Schon seit über fünf Jahren rollen die Autos über die Herbertinger Ortsumfahrung. Bald ist nun auch das neue Wegenetz für die Landwirtschaft fertig, das im Zuge der Flurneuordnung zum Bau der Ortsumfahrung läuft. Ende Juli soll das Wegenetz offiziell an die Gemeinde Herbertingen übergeben werden.

Derzeit ist das Bauunternehmen Blum noch mit schwerem Gerät auf Herbertingens Fluren unterwegs. Die Hauptachse des neuen Wegenetzes beginnt kurz hinter der Abbiegung nach Mieterkingen und reicht bis zum Knoten bei Hundersingen. Dieser Weg wird mit vier Meter Breite extra breit sein und ist die sogenannte „Trecker-Umfahrung“ für Herbertingen. „Das Signal für das nahende Ende der Bauarbeiten bedeutet für die Einwohner wieder eine Entlastung des Verkehrs. Denn bislang mussten sämtliche schwere Maschinen und Kieslaster noch mitten durch den Ort fahren“, sagt Franz Weiß, Vorsitzender der Teilnehmergemeinschaft zur Flurneuordnung. Das neue Wegenetz soll aber nicht nur den Landwirten nutzen, damit sie gut zu ihren Feldern können, sondern den Bürgern etwa beim Spazierengehen oder bei einer Radtour.
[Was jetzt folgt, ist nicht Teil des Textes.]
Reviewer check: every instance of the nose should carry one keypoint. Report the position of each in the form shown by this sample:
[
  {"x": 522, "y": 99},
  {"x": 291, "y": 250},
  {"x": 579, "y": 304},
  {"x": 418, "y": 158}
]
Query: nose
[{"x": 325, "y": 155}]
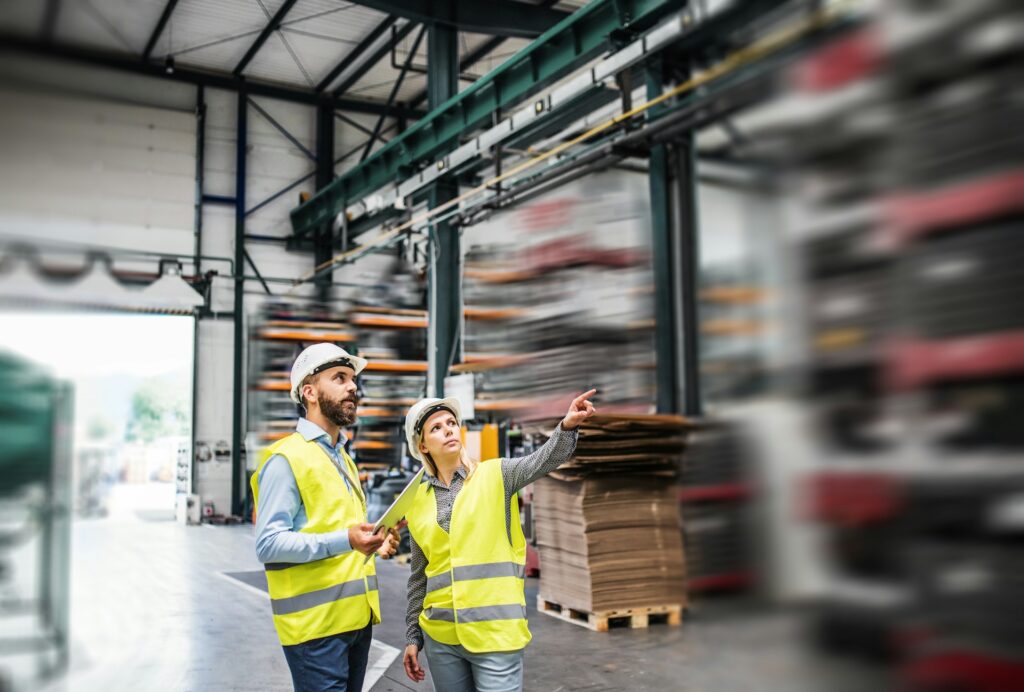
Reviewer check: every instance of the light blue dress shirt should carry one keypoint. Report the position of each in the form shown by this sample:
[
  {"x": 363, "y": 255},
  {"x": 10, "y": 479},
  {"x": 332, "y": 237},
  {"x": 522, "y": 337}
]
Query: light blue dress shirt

Der Hauptweg, aber vor allem auch die Nebenwege, bieten zum Teil herrliche Ausblicke über das Donautal. „Ich bin überzeugt, dass Bürger sich neue Blickwinkel erschließen werden“, sagt Lothar Allgaier, der beim Landratsamt Ravensburg für die Flurneuordnung zuständig ist. Daher wird auch noch nach Möglichkeiten geschaut, wo Sitzgelegenheiten Sinn machen. Ein neues Wegenetz vermag auch manchen Autofahrer verleiten, sich einen Schleichweg zu suchen. „Für die sind sie aber nicht freigegeben“, mahnt Bürgermeister Magnus Hoppe.
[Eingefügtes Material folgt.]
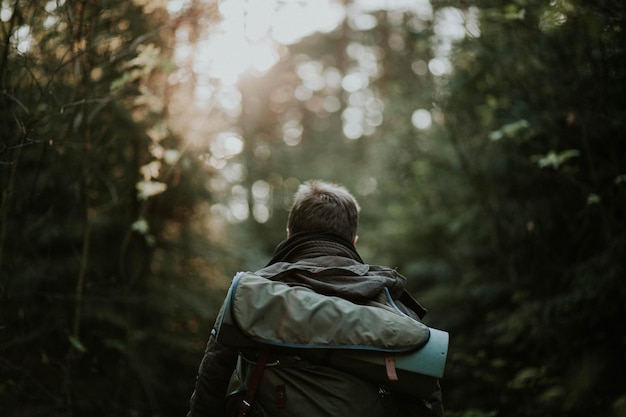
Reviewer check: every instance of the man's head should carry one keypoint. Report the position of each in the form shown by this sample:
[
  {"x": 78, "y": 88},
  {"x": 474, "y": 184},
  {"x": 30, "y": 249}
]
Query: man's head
[{"x": 321, "y": 206}]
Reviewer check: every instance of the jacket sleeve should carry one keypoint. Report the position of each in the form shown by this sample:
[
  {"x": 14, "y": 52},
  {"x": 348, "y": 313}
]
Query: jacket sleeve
[{"x": 215, "y": 371}]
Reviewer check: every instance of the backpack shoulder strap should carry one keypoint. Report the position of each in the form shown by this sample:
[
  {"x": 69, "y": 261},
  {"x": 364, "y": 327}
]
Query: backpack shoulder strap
[{"x": 255, "y": 380}]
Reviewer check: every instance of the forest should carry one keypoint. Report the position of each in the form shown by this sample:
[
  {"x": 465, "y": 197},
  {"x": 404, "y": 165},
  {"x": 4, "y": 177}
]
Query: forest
[{"x": 149, "y": 150}]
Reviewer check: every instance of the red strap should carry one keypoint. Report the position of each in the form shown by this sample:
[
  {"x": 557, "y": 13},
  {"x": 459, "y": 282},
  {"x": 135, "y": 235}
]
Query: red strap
[
  {"x": 255, "y": 380},
  {"x": 390, "y": 364}
]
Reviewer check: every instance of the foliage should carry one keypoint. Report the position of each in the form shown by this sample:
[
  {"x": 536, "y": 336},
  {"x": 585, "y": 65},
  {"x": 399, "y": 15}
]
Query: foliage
[
  {"x": 98, "y": 218},
  {"x": 484, "y": 142}
]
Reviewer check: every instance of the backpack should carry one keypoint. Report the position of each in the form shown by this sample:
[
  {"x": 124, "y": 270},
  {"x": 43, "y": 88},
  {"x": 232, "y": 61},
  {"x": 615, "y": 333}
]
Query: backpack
[{"x": 324, "y": 355}]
Auch die Natur haben die Planer berücksichtigt. Denn im Donautal gibt es rund 112 Brutpaare der Feldlerche, auf deren Bedürfnisse die Ausgleichsmaßnahmen abgestimmt sind. So gibt es eine Vielzahl von Streifen, die sechs bis zwölf Meter breit sind, und den Vögeln als ungestörter Lebensraum dienen sollen.
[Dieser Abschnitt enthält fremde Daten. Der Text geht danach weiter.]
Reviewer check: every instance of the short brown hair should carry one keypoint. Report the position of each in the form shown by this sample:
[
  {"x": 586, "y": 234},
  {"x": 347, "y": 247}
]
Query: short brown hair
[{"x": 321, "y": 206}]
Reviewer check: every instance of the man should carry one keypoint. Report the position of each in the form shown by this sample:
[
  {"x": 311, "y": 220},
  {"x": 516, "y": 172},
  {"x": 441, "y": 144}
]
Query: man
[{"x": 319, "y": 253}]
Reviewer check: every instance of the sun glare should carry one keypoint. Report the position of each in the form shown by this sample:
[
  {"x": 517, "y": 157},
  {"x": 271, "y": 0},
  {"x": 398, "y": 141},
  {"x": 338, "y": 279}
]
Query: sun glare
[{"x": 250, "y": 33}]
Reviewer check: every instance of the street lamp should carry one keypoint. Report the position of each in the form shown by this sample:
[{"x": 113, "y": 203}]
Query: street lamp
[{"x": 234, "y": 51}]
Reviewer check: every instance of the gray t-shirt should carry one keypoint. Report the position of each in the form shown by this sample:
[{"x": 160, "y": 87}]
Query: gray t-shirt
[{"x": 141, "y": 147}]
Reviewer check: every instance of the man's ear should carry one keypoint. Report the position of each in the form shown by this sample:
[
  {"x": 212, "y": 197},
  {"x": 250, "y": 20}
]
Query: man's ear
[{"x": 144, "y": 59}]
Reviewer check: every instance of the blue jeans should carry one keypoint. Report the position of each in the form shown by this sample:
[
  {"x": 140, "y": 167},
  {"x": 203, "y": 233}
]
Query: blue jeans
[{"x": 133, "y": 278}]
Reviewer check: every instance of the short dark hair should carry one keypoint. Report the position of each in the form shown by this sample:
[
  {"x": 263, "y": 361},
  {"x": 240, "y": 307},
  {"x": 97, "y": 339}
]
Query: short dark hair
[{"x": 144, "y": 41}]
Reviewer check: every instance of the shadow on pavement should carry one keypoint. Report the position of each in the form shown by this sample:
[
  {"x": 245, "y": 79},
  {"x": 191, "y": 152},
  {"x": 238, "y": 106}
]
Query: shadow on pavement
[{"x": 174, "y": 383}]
Beim Bau des Wegenetzes gab es allerdings auch manch Überraschung. Denn die Arbeiten wurden unter anderem von Archäologen begleitet, die mehrere Siedlungen entdeckt haben. „Es war zwar klar, dass hier um Herbertingen ein sensibler Bereich ist, aber manche Erkenntnisse waren wohl doch neu“, sagt Susanne Fickel von der Flurbereinigungsbehörde im Landratsamt Ravensburg. Etwa ist im Bereich des Hungerbergs eine Siedlung aus der Zeit der Völkerwanderung entdeckt worden. Eine andere ist rund 3500 Jahre alt.

Ein nächster Schritt im Flurneuordnungsverfahren wird die Zuteilung der neuen Flächen sein. Betroffen sind mehr als 300 Eigentümer mit rund 2500 Grundstücken. Ziel ist, dass es letztendlich möglichst große und zusammenhängende Stücke für die Nutzung gibt.

Die Gesamtkosten für die Flurbereinigung liegen bei rund 3,6 Millionen Euro. Mit 2,1 Millionen Euro trägt der Bund den Hauptteil. 445 000 Euro muss die Teilnehmergemeinschaft finanzieren, der Rest kommt aus Zuschüssen.